Used as: Division One  Level Three:
Refactorable numbers, originally discovered by Cooper and Kennedy in 1990 under the name of "Tau numbers", were among the first sequences (re)discovered by a computer (by Colton). This problem turned out to be far easier than it had been thought during testing, as many competitors (including ACRush) proved with their high submission rate. The strategy involves using a number sieve to count the factors of each number, similar to the Sieve of Eratosthenes. We create an array called tau, where tau[n] stands for the number of divisors of n. We then go from 1 to n, and for each number, increment the count of all multiples of that number. Once this is done, we can simply loop through all of the numbers from low to high, and pick up any values that were missed.

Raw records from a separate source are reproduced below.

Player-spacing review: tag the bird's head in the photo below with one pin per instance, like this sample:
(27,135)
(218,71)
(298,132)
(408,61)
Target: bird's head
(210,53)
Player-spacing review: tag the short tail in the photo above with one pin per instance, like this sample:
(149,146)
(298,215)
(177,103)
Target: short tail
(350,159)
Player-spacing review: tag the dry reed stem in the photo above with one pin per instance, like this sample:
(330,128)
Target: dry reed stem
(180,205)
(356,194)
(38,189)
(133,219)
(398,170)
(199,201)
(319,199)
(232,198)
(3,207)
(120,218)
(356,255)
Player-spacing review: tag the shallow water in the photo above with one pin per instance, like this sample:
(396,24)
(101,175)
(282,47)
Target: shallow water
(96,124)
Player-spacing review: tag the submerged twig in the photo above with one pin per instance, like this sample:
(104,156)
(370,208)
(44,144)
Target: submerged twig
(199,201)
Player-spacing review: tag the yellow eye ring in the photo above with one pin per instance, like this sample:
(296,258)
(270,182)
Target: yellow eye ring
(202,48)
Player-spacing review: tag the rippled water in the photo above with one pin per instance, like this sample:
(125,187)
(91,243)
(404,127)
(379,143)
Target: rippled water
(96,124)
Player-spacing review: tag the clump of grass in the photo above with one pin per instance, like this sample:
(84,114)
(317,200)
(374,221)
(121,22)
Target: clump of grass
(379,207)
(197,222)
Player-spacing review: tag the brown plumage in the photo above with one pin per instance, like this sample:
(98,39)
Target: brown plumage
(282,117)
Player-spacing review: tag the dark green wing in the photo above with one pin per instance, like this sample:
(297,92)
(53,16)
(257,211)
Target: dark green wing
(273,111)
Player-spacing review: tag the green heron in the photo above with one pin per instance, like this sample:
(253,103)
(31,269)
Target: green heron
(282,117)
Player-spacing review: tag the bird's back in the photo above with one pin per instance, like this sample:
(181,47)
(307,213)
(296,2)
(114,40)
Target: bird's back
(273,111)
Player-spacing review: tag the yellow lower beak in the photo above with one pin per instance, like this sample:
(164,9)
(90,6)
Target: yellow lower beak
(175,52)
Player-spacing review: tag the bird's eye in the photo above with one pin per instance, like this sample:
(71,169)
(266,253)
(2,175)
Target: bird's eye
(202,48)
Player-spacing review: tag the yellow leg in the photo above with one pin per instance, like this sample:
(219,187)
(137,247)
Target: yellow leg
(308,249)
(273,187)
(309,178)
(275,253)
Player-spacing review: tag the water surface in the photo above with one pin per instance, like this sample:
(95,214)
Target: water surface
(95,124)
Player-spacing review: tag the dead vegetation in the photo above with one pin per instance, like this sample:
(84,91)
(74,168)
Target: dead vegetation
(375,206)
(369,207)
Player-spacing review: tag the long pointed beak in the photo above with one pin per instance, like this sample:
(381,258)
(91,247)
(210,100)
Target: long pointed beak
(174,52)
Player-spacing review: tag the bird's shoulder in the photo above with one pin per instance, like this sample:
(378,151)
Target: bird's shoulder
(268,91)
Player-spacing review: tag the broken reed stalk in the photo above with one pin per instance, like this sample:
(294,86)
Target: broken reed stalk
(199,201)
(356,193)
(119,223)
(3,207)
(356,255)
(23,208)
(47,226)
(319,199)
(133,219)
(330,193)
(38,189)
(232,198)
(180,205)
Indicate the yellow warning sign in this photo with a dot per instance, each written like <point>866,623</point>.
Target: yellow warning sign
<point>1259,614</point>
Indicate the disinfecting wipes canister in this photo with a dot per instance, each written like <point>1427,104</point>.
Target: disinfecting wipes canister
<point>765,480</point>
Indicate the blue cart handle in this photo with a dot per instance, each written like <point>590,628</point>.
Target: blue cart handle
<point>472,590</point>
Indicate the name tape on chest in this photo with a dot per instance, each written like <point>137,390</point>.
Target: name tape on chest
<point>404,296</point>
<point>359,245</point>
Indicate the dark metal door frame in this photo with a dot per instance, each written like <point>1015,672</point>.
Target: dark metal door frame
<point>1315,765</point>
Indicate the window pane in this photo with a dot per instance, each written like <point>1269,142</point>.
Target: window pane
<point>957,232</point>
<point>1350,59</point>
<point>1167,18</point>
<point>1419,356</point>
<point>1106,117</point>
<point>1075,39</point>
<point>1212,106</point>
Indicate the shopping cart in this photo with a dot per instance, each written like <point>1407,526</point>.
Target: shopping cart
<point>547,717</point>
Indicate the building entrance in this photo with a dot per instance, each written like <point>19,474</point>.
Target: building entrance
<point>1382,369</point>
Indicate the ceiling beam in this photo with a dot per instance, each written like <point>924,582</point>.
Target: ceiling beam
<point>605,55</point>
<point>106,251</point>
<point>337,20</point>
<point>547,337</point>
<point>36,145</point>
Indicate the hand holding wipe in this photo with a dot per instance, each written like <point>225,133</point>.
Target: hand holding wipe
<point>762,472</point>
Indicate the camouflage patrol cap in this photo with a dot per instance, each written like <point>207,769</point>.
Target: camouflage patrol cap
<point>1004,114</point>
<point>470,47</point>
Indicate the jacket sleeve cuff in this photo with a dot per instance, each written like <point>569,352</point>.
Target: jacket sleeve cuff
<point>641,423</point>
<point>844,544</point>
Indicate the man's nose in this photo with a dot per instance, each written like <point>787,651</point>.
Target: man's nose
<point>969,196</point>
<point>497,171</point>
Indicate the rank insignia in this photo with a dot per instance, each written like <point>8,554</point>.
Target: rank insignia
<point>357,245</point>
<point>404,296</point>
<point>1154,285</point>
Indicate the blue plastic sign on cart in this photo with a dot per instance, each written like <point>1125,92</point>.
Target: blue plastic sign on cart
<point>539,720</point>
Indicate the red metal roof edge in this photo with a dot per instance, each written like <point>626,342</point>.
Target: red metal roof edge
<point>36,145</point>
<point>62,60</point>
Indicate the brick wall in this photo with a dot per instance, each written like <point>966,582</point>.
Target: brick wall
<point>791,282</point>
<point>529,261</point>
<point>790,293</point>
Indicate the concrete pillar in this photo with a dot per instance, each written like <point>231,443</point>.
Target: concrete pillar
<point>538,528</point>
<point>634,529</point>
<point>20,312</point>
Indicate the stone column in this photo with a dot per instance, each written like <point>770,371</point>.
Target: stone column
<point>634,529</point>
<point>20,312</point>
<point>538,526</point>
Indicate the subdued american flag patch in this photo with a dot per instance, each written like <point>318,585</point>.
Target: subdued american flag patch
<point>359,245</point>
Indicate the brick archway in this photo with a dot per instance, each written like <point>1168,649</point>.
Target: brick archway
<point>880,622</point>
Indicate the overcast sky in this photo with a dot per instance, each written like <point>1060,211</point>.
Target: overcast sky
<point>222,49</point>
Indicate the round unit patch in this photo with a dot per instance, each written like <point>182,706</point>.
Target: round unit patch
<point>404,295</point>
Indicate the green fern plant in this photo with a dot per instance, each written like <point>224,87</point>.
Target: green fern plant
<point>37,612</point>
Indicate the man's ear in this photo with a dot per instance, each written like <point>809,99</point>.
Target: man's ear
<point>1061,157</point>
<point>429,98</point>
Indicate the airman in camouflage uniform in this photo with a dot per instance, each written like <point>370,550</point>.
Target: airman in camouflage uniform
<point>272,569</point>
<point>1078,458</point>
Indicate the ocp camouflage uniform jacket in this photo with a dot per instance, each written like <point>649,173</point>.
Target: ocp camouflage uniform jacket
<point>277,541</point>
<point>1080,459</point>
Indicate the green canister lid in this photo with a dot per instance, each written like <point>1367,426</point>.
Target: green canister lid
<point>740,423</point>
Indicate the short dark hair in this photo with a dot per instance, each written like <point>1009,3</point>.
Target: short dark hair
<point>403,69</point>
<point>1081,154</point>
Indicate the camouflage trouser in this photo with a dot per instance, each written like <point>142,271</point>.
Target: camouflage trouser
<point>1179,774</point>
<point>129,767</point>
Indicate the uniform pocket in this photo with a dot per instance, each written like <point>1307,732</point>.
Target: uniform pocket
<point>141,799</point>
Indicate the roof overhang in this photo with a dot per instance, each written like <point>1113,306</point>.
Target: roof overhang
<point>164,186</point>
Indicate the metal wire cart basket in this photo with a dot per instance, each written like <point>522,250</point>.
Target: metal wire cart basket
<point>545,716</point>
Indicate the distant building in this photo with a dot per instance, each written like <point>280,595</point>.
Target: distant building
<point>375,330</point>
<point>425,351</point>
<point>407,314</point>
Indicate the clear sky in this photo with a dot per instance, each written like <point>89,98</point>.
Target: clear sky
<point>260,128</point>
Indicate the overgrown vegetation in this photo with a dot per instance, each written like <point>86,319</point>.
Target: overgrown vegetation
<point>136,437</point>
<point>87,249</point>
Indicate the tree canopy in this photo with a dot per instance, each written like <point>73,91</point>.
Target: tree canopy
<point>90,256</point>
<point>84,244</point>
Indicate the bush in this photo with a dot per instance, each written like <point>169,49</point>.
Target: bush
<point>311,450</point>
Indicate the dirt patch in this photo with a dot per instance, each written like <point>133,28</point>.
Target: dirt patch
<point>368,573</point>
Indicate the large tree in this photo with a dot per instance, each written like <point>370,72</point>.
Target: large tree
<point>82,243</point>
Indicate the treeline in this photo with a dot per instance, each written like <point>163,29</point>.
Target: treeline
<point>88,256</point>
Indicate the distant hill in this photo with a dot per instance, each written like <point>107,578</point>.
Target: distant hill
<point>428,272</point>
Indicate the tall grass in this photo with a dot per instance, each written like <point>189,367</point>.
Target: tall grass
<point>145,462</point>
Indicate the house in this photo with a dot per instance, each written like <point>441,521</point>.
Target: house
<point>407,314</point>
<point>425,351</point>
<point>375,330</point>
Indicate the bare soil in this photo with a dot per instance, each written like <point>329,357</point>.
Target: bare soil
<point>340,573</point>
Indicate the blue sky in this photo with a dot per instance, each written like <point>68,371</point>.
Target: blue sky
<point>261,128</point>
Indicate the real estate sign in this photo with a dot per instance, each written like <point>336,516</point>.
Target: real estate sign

The solution by ACRushserves to run very quickly, and is sufficient for the constraints. Similarly, one can use the strategy employed by Petr. Using some basic information on prime numbers, he calculates the number of factors based on the prime factorization. A modification to his solution can count all refactorable numbers under 10 million in 1 second.